Para adentrar esse debate é necessário partir da consciência de que qualquer religião está sujeita à intolerância, mas os fatores culturais e históricos de cada região determinam as crenças que são mais atacadas. No Brasil, a herança escravocrata, bem como as leis que criminalizavam os cultos afro-brasileiros contribuíram para a intolerância contra as religiões de origem africana. Segundo dados apresentados pelo Centro de Promoção da Liberdade Religiosa & Direitos Humanos-CEPLIR, 63% dos casos de intolerância religiosa atingem as religiões de  matrizes africanas no Brasil. No estado do Rio de Janeiro esse percentual sobe para 93%. Esse dados demonstram o quanto o racismo está presente em nossa sociedade.

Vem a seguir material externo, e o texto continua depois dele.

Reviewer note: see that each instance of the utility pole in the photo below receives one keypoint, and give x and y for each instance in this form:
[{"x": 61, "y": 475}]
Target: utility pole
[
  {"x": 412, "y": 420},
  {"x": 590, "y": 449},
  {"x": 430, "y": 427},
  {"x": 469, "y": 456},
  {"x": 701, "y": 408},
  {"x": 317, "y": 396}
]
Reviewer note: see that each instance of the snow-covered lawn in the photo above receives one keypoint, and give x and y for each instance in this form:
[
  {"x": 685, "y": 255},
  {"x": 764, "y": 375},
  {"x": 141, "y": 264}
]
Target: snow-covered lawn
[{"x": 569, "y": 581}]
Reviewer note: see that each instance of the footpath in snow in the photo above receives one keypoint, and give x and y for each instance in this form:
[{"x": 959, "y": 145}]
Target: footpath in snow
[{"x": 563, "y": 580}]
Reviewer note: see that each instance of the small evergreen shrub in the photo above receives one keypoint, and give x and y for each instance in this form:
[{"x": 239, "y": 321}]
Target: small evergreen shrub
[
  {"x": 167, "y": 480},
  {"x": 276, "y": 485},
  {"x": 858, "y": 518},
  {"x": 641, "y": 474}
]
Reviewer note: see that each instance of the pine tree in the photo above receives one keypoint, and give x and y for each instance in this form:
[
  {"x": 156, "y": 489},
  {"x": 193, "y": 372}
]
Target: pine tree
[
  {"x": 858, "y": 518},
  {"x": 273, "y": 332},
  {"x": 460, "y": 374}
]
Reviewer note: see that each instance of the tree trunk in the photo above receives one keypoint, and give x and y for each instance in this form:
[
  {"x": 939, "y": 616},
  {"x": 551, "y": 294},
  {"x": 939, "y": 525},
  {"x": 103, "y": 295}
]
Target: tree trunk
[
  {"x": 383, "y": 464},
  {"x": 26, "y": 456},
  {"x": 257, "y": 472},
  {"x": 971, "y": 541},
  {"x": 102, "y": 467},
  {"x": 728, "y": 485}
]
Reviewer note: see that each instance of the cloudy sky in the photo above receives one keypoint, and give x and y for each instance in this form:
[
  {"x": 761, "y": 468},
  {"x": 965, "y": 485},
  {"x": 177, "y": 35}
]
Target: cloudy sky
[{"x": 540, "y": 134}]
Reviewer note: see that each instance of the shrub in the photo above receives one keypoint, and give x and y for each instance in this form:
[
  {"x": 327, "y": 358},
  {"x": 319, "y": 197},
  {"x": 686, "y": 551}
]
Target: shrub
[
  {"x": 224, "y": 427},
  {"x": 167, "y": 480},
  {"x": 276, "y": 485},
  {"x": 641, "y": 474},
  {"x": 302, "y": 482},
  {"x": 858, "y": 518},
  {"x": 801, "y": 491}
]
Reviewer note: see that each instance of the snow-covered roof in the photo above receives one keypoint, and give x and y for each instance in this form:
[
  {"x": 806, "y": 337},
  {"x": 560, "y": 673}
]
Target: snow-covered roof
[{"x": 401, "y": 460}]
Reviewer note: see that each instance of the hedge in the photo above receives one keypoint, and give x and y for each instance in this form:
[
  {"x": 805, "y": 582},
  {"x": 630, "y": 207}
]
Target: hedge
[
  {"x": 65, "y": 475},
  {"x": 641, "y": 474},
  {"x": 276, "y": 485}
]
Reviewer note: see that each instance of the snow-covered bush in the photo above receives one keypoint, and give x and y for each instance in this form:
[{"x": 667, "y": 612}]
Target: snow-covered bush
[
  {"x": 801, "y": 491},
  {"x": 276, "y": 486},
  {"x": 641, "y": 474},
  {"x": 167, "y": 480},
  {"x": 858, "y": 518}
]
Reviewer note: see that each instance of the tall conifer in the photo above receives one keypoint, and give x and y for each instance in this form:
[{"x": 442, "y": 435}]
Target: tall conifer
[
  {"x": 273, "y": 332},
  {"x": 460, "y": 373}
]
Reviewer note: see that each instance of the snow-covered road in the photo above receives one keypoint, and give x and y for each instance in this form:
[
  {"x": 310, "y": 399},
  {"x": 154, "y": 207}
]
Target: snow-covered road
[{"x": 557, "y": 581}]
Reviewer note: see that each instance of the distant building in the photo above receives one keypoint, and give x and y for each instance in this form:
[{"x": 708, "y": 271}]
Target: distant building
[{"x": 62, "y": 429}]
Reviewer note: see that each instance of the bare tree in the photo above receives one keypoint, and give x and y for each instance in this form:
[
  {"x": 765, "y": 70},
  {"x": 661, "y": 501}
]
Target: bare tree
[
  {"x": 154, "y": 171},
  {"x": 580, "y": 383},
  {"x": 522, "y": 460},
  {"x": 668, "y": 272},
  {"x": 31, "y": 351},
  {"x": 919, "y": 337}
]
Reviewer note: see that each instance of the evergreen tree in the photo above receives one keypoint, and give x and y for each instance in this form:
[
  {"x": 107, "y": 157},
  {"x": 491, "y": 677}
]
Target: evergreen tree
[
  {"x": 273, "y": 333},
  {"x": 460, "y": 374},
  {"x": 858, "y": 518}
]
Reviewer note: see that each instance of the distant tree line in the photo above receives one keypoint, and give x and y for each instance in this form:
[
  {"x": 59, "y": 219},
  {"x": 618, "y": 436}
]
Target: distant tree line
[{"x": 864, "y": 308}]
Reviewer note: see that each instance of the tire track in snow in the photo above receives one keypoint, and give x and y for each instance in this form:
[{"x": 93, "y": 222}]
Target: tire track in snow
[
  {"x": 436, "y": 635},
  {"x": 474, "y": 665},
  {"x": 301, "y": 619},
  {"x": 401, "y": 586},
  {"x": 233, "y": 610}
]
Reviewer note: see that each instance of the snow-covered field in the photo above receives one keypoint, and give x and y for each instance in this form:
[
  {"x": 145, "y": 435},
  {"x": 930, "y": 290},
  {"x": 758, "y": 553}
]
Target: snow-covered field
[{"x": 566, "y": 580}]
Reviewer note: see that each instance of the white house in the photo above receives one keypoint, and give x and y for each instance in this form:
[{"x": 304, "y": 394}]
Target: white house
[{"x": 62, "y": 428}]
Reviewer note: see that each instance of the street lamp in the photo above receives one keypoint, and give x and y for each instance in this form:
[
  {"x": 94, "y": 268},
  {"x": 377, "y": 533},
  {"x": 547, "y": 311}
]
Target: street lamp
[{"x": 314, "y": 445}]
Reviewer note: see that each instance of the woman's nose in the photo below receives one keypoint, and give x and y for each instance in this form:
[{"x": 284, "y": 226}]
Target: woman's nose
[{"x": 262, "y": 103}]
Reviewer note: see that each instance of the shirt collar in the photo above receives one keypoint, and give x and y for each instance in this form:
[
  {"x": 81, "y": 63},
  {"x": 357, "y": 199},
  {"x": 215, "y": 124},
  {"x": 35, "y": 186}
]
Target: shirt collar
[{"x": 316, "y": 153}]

A  QUESTÃO DA VISIBILIDADE

Outro perigo, que contribui para manter o tema velado é o mito de que religião não se discute. Há um equívoco de abordagem, pois confunde-se fé e religião. A fé tem um aspecto subjetivo e individual, já a religião se constitui como prática coletiva. É preciso sim discutir religião, no sentido construtivo, para que as pessoas possam exercitar a fé sem que sejam cerceadas e sem ferir os direitos de outros. Nesse sentido, a exposição de casos de intolerância, na mídia, contribuem para trazer o debate à tona.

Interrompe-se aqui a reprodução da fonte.